Ad Widget

**kloczek** · 14-08-2019, 10:48

I will have a lot of comments to your announcement and I suppose that it will be long conversations about psql and mysql as well.
Nevertheless firs it would be good to know where is the git repo to clone it

(clone from https://git.zabbix.com/ seems does not work).

**AlexL** · 14-08-2019, 10:53

Hello,
It is available in master zabbix repo https://git.zabbix.com/scm/zbx/zabbix.git folder templates/db/postgresql/ and templates/db/mysql
Alternatively you can download just the template from BitBucket UI.

**kloczek** · 14-08-2019, 14:33

OK so lets start

Firs I think that is will be many sub subjects in this conversation so I'll try to keep that thread divided a bit.

Under mu current contract few days ago I've started my own PostgresSQL template (I must finish this part in ~month).
I see that you are heading almost in the same direction as I'm going from point of view of goals and exact approaches used techniques.

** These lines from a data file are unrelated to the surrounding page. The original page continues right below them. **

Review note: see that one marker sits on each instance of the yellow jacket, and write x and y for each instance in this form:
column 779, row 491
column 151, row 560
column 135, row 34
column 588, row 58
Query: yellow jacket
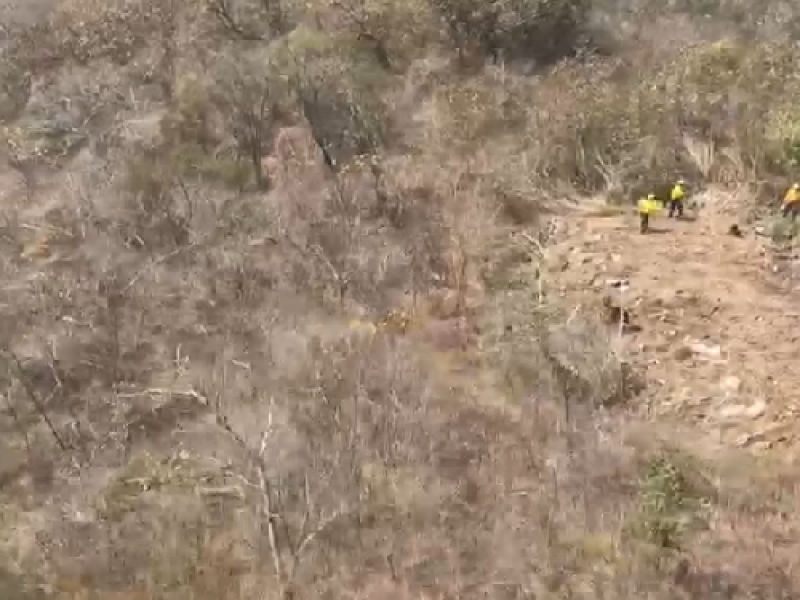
column 648, row 206
column 791, row 197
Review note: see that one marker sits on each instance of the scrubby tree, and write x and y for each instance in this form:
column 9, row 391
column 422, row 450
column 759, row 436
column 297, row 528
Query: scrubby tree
column 252, row 99
column 337, row 92
column 540, row 30
column 251, row 20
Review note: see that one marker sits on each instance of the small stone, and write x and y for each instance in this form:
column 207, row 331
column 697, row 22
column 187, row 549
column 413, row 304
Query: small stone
column 730, row 384
column 732, row 411
column 757, row 409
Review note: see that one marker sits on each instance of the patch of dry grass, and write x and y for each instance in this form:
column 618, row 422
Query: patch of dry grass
column 187, row 413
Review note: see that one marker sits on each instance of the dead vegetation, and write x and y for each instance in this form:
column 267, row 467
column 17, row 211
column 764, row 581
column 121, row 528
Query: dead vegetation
column 273, row 319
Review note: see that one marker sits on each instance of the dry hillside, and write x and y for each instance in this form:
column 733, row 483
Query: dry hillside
column 347, row 299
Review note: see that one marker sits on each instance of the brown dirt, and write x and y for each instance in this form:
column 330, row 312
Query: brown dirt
column 690, row 283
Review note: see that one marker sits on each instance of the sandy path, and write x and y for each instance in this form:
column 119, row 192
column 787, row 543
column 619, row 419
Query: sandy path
column 693, row 285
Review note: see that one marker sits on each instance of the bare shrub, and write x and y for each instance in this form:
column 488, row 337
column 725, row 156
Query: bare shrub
column 538, row 31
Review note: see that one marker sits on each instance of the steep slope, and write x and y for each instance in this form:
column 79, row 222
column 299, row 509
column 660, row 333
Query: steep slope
column 717, row 336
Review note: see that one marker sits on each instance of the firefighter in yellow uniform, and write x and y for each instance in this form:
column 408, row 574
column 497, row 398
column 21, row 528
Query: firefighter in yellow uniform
column 647, row 206
column 791, row 202
column 676, row 199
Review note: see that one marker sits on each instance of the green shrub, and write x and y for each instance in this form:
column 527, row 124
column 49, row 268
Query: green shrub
column 668, row 504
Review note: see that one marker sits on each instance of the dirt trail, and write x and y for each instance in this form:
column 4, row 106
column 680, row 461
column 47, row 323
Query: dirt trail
column 719, row 340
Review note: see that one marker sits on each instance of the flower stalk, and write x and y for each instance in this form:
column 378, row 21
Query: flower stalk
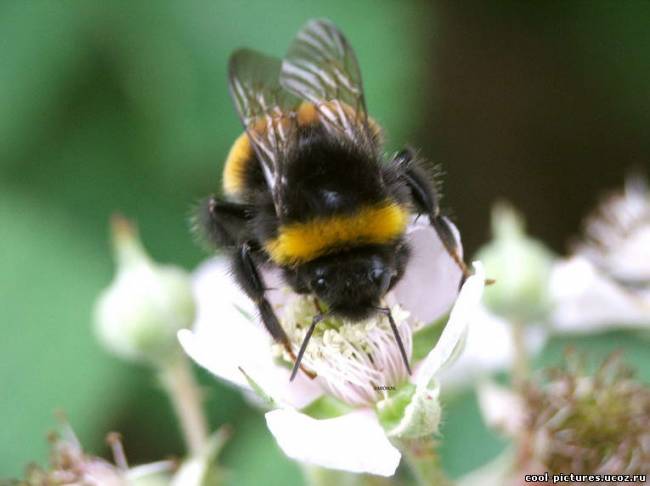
column 423, row 460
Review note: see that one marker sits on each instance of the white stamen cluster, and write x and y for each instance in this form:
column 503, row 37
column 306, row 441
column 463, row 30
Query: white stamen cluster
column 618, row 235
column 358, row 362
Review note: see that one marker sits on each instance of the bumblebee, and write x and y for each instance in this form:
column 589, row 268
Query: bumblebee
column 308, row 189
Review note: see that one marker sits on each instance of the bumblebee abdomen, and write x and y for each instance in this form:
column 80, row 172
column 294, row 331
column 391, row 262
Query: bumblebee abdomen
column 370, row 224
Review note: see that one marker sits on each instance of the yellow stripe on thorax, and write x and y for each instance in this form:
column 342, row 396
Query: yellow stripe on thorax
column 234, row 168
column 301, row 242
column 241, row 152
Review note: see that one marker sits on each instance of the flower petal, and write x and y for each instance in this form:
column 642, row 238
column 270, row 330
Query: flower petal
column 354, row 442
column 463, row 312
column 224, row 340
column 587, row 301
column 430, row 284
column 489, row 348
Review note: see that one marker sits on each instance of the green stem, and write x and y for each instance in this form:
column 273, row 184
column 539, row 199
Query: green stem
column 184, row 393
column 423, row 460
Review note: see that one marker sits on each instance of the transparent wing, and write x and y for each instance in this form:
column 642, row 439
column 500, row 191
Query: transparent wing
column 266, row 110
column 322, row 68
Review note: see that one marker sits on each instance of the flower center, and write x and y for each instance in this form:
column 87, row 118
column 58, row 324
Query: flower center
column 359, row 362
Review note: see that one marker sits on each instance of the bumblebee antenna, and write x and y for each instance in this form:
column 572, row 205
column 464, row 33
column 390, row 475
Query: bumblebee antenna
column 400, row 345
column 303, row 346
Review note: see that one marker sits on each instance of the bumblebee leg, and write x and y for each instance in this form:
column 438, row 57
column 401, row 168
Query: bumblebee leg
column 398, row 339
column 250, row 280
column 303, row 347
column 223, row 224
column 426, row 199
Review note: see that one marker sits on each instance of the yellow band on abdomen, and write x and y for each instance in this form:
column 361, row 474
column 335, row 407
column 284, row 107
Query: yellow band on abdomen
column 302, row 242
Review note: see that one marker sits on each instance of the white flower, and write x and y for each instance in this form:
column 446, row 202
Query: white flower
column 606, row 284
column 353, row 361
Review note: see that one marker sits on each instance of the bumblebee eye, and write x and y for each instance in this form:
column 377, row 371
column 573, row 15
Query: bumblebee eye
column 381, row 278
column 319, row 284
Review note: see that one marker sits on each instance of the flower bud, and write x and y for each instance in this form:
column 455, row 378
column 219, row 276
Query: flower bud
column 521, row 267
column 138, row 315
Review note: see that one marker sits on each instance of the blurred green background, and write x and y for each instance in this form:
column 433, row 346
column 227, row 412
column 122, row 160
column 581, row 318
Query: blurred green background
column 123, row 106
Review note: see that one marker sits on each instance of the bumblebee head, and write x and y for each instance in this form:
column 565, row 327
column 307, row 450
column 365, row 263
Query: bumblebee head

Because those small differences I think that we may end up with two different templates. Despite tat fact I think that it is really worth to encircle few areas and/or exchange some thoughts and/or discuss few points :P

I've started my work form template https://raw.githubusercontent.com/ca...Server_3.0.xml. That template is pretty well organised but design of the queries is a bit over complicated which is causing that backend loadable module is as well quite complicated. Author additionally was forced to deal with lack of many zabbix modern techniques like master/dependent items.

So .. my goal are to:
1) assemble template which will be possible to use with set of UserParameter injected into the agent configuration (+maybe few backend scripts) and use with loadable module
2) collect as much or only raw data and do all filtering/processing/calculations in the template as now that processing is easy to offload outside monitored host (to the zabbix proxy)
3) I'm using only active monitoring (relatively small but still difference)
4) I'm using exact naming convention https://github.com/kloczek/zabbix-te...and-guidelines

Ad 1) it means that:
a) I'm assuming that my template as it will be/must be added on exact host and interface details will be hidden in UserParameter params or loadable module configuration. As consequence exposing things like hostname of the monitored host.
In your template is item which is using "proc.num[{$PG_PROCESS_NAME}]" which obviously will be not working if monitored postgres will be running not on the host where is running zabbix agent. Second macro {$PG.HOST} can be dropped as well because it must be always used on "localhost".

Ad 2) it means that:
a) avoid by any costs using SQL procedures, join and other more complicated SQL queries features
b) any filtering/calculations/processing should not be done in in the SQL queries.
First example which violates my assumption is discovery of the databases (from pgsql.discovery.db.sql):

Code:

WITH T AS (
    SELECT
        datname AS "{#DBNAME}"
    FROM pg_database
    WHERE
        NOT datistemplate
        AND datname != 'postgres'
)
SELECT '{"data":'|| regexp_replace(coalesce(json_agg(T), '[]'::json)::text, E'[\\n\\r\\s]+', '', 'g') || '}'
FROM T

Will stop here a bit longer to explain some hierarchy issues which I found.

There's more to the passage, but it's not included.